Start from the beginning
                                    

     Okyanus, "Bu..." dedi "Geçen dönem benim sana aldığım parfüm şişesine benziyor." Ben, "Evet" dedim. "Bak kaç ay olmuş ama şişe yarım yani kullanmaya kıyamadım. Tıpkı sana bakmaya kıyamadığım gibi. Bu şişeyi sana vermek istiyorum kokum daima yanında olsun. Ben olamasam da bana yakıştığını düşünüp aldığın koku seninle olsun aşkım" dedim ve parfüm şişesini ona uzattım. O da, "Ben bunu alamam bu doğru değil" dedi. Ben, "Hadi" dedim "Sadece bir şişe. Jale ne diyebilir ki? Hem cebine sığacak kadar küçük zarif bir şişe" dedim ve ceketinin cebine şişeyi yerleştirdim. Okyanus biraz tedirgin etrafına baktı ve, "Artık gitmemiz gerek Karamel. Hadi balo yoğunlaşıyor" dedi. Ben, şişe yanında olduğundan keyifle, "Peki tatlım gidelim" dedim ve balonun olduğu bahçeye doğru ilerledik. Her şey çok renkli görünüyordu. Zavallıların biraz sonra başlarına geleceklerden haberleri bile yoktu. Biraz sonra biricik prensesleri yani ben kaçırılacaktım. Ah ne yazık! Bu ne kötü bir şeydi. İçimden sessiz sessiz kıkırdadım.
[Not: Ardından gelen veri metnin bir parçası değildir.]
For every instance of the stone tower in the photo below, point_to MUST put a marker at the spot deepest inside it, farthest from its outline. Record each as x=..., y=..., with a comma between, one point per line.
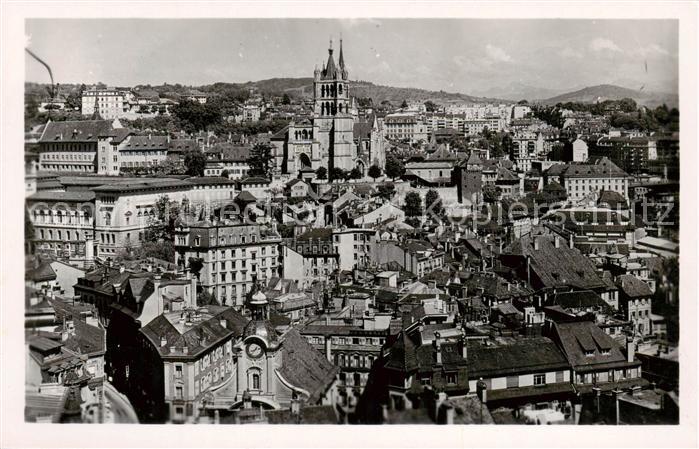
x=332, y=113
x=469, y=182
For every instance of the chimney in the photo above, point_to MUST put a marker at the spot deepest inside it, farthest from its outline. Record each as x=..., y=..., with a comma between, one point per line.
x=328, y=348
x=630, y=349
x=438, y=346
x=449, y=412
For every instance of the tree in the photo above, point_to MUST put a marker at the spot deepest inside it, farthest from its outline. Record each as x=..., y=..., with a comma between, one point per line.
x=337, y=173
x=204, y=298
x=195, y=265
x=194, y=116
x=260, y=160
x=163, y=249
x=394, y=167
x=355, y=173
x=386, y=191
x=413, y=204
x=194, y=162
x=74, y=101
x=374, y=171
x=491, y=194
x=433, y=202
x=167, y=213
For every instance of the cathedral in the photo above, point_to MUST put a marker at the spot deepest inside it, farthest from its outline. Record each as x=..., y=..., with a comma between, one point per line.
x=333, y=136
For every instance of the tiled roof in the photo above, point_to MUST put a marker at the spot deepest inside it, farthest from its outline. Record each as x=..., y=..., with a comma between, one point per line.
x=562, y=266
x=76, y=131
x=633, y=287
x=306, y=367
x=578, y=300
x=211, y=330
x=578, y=336
x=43, y=272
x=147, y=142
x=70, y=196
x=526, y=355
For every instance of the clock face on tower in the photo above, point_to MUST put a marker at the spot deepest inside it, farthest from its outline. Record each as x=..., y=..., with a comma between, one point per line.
x=254, y=350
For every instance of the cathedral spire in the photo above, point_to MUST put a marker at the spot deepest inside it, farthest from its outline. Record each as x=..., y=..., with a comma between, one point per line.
x=341, y=61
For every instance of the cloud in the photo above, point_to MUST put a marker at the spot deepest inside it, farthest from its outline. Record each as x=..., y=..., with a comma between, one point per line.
x=497, y=54
x=652, y=50
x=570, y=53
x=600, y=44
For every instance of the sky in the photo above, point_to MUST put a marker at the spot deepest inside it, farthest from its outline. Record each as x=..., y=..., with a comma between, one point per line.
x=471, y=56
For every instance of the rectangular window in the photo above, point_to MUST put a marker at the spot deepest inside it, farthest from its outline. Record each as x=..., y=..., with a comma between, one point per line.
x=512, y=381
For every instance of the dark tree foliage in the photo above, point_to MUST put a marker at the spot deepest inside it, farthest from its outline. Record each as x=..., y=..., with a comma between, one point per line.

     Babamın yanına tahtıma gittim yerime oturdum. Jale denilen sahte prenses de diğer tahtta oturuyordu. Tüm peri ve sihriminiler karşımızda bize bakıyordu. Babam gırtlağını temizledi ve bir konuşma yapmak üzere hazırlandı. Sonra gür sesi ile konuşmasına başladı. "Evet sevgili Zümrüdüankalılar partimize hoş geldiniz. Prenses Jale'nin kraliyet balosu vesilesi ile bir kez daha kaynaşmanızı sağlamak için burada toplandık. Bilindiği gibi Jale benim veliahtımdır ve..." Babam cümlesini tamamlayamadan gökyüzünden büyük bir gürültü geldi. Bir anda gökyüzünden yere kırmızı renkli ufak yıldızlar dökülmeye başladı. Babam bana bakarak, "Sanırım organizasyon hazırlığın biraz zamansız oldu Karamelciğim" dedi. Ben, bunun benimle alakası olmadığını söyledim. Toprak bir anda büyüdü. Sanki içinde canlı birşey varmış gibi tahtın olduğu yere kadar geldi sonra toprak hafif hafif köpürmeye ve o köpürme de katman katman açılmaya başladı. Toprağın içinden Cadı Karadul çıktı. "Merhaba Zümrüdüankalılar" dedi tiz sesi ile herkes bir adım geriye gitmişti. Lamippas'tan birinin özellikle de en güçlü cadılarından Karadul'un ne işi vardı burada:)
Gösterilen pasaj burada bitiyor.